十分に大きくなった火の球が、勢いよく私目掛けて飛んでくるっ!?
ちょっ!?今度は羽トカゲちゃんが、私に向かって火の球の魔法を使ってきたってことっ!?
よ、よしっ!じゃ、じゃあ今度は私が、その火の球をひらりと華麗にかわして…って、いやいやいや!ムリムリムリムリっ!

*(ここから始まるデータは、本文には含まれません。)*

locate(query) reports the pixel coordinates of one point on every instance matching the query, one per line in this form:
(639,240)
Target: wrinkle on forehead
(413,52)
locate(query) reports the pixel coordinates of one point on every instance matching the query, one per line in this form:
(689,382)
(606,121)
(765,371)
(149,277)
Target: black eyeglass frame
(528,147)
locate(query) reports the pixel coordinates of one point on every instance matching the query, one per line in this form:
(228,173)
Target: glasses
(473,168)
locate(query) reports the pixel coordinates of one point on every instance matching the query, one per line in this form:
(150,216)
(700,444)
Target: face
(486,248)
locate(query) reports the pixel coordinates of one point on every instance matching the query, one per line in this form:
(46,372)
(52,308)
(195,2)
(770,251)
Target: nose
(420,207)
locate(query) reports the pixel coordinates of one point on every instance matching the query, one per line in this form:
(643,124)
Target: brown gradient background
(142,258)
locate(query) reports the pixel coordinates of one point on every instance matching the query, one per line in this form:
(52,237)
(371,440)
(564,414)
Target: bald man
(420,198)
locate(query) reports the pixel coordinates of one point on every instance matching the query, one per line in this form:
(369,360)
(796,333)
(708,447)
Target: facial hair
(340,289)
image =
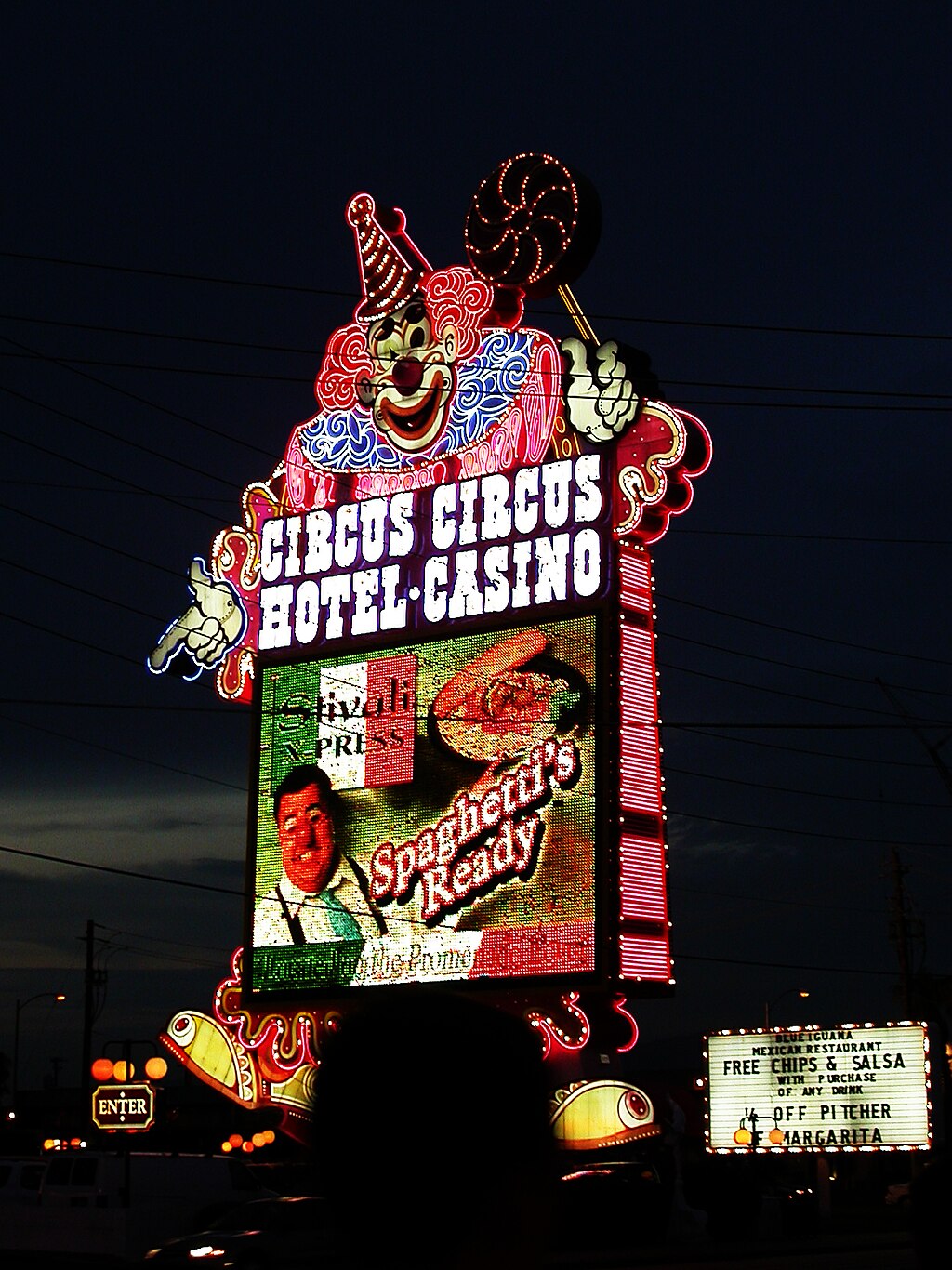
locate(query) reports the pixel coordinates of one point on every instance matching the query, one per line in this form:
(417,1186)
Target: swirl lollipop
(535,224)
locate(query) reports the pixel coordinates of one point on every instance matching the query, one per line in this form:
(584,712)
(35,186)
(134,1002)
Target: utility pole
(899,931)
(902,927)
(87,1006)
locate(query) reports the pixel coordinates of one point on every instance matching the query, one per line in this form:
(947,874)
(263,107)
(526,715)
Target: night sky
(775,193)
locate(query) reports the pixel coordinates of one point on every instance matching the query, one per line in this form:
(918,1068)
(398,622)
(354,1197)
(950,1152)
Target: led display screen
(428,812)
(844,1089)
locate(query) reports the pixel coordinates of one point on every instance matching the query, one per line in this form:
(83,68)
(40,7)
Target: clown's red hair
(454,296)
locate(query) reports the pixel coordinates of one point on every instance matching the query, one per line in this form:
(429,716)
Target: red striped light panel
(643,949)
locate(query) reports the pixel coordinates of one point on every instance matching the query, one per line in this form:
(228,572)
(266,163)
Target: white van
(20,1180)
(205,1185)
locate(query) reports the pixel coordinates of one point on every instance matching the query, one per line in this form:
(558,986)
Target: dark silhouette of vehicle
(284,1232)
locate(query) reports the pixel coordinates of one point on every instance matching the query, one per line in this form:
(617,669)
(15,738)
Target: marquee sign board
(440,604)
(127,1107)
(817,1090)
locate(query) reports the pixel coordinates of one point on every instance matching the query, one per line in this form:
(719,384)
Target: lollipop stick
(575,312)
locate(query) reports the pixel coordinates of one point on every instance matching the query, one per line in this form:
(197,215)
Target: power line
(792,630)
(784,965)
(785,831)
(602,316)
(134,396)
(306,380)
(794,666)
(125,753)
(121,873)
(795,749)
(786,788)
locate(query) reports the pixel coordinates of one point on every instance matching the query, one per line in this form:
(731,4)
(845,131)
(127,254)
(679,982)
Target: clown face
(413,377)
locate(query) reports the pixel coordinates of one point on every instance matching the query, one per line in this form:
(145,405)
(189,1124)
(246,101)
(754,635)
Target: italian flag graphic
(367,727)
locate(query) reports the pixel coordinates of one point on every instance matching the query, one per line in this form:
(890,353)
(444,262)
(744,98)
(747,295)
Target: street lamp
(20,1006)
(770,1005)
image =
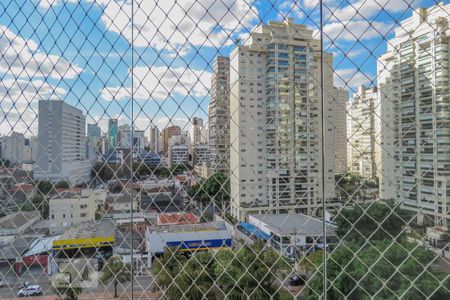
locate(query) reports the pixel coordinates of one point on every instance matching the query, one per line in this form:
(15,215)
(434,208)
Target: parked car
(32,290)
(296,280)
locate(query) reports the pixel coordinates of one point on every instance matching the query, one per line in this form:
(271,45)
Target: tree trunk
(115,288)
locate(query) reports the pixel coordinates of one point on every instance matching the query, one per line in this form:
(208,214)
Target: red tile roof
(182,218)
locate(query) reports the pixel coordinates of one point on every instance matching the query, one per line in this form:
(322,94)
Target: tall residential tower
(413,78)
(219,116)
(275,128)
(61,143)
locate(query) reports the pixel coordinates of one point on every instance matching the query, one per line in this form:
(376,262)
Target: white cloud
(48,3)
(21,58)
(19,103)
(291,9)
(352,78)
(160,82)
(163,122)
(356,30)
(174,24)
(363,9)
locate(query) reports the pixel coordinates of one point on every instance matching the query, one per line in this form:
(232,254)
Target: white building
(126,138)
(13,148)
(275,127)
(364,138)
(73,208)
(292,233)
(198,132)
(201,153)
(61,143)
(179,154)
(154,139)
(93,143)
(219,116)
(123,203)
(413,79)
(340,99)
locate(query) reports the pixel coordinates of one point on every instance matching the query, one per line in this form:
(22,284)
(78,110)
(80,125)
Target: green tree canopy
(216,188)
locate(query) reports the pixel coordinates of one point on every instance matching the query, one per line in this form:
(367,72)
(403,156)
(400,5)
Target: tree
(250,271)
(39,203)
(166,268)
(115,270)
(377,221)
(68,281)
(375,257)
(5,163)
(62,185)
(216,188)
(382,269)
(103,171)
(45,187)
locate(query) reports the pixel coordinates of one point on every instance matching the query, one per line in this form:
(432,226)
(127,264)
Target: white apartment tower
(413,78)
(219,116)
(154,139)
(275,128)
(13,148)
(61,143)
(364,137)
(198,132)
(340,99)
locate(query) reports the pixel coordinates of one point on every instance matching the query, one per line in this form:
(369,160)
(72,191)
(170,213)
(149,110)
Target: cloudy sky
(80,51)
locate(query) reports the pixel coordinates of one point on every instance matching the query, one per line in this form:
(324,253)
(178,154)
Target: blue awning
(251,229)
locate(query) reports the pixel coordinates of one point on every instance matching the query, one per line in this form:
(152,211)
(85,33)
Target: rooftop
(177,218)
(198,227)
(18,219)
(92,229)
(287,224)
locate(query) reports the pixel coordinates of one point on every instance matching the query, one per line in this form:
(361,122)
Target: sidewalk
(103,296)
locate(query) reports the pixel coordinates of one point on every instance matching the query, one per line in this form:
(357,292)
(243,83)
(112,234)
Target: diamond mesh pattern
(231,149)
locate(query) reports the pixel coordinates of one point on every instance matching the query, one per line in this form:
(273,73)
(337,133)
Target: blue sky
(80,51)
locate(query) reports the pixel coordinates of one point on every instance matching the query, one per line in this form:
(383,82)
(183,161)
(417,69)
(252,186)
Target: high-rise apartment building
(61,143)
(94,130)
(413,78)
(154,139)
(166,134)
(126,138)
(13,148)
(198,132)
(276,126)
(364,137)
(340,99)
(113,125)
(219,116)
(93,143)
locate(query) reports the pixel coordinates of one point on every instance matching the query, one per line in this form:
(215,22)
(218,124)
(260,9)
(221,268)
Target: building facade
(275,128)
(198,132)
(166,134)
(61,143)
(179,154)
(73,208)
(13,148)
(340,99)
(219,116)
(93,143)
(113,125)
(154,142)
(364,137)
(413,78)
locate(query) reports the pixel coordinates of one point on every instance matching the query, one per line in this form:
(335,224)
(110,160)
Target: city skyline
(191,93)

炎はすっごい勢いで私の顔目掛けて飛んできていて、とても私には対処出来ないっ!ちょ、ちょっとこれ、ど、どうしたら…や、ヤバイって…このままだと…このままだと…ほんとに、ヤバ…ヤバくって……あ、当たっちゃうぅーっ!
直撃の瞬間を直視することができなくて、私は思わず目を瞑ってしまっていた。
だけど、あれ?
それからいつまでたっても、私の体が火の球に包まれて燃えちゃうような感覚にはならない。こんがりお肉の焼けるいい匂いもしてこない。ん?何でだ?
恐る恐る目を開けると、目の前にあったのは真っ赤な火の球……じゃなくって、白と黒と茶色の、モフモフした毛の塊だった。
「あ…」
そのモフモフは手のひらだ。
その手のひらを辿っていくと、それは更にモフモフした体と繋がっていて…その体の上には、可愛らしい猫耳頭が乗っかっていて…。
つまり、さっきの羽トカゲちゃんの火の球攻撃は、いつの間にか私の隣にいたそのモフモフの『女の子』が受け止めてくれたってことで…。
「あ、あの…貴女は…」
「んー…」
その『女の子』は、呆れるような表情で私を見る。
いや、体のいたるところをモフモフの三色の毛で包まれていて、頭の上で大きな三角の耳をぴくぴく動かしているような生き物に、『女の子』っていう言葉を使うのは間違ってるのかもしれないんだけど…。
「うにゃー…」
ため息をつくみたいな、がっかりしたような声を出す。
「こーんな低レベルのドラゴンも一人で倒せにゃいなんて…。お前、想像以上のザコなんだにゃー?」
は、はは…。
レベル?ドラゴン?全く、何をゲームみたいなことを言っちゃってるんですか、この子は…。
なあんて…。そんな風に一蹴するには、これまでの光景はちょっと非常識が過ぎた。だって私さっき、自分で火の球の魔法とか使っちゃってたわけだし…。狼男の猫版みたいな、三毛猫みたいな耳としっぽをはやした全身モフモフの猫娘が、確かにここにいるわけだし…。
「お前、感謝しろにゃ!このティオナナちゃんが守ってあげにゃかったら、さっき死んでたんだからにゃっ?」
「は、はあ…。そりゃ、どうも…」
うーん、なんだろう…。
たった今私、命を救われたってことらしいんだけど…。全然そんな気がしないっていうか…。テンションについていけないっていうか…。
だって私、ほんの数時間前までは、普通の日本の高校に通う、普通のJKだったハズなんだよ…?それがいつの間にやらこんなテレビゲームみたいな世界でドラゴンに襲われてて、そこを猫娘のティオナナちゃんに助けてもらってるっていう…。
どうしてこんなことになっちゃったの?これ一体、何の冗談ですか?って感じで…。
まあでも、ここまで来たからには、やるしかないけどさ…。ええ、やりますよ。やればいいんでしょ?
だって私、この『亜世界』の、救世主なんだもんね…?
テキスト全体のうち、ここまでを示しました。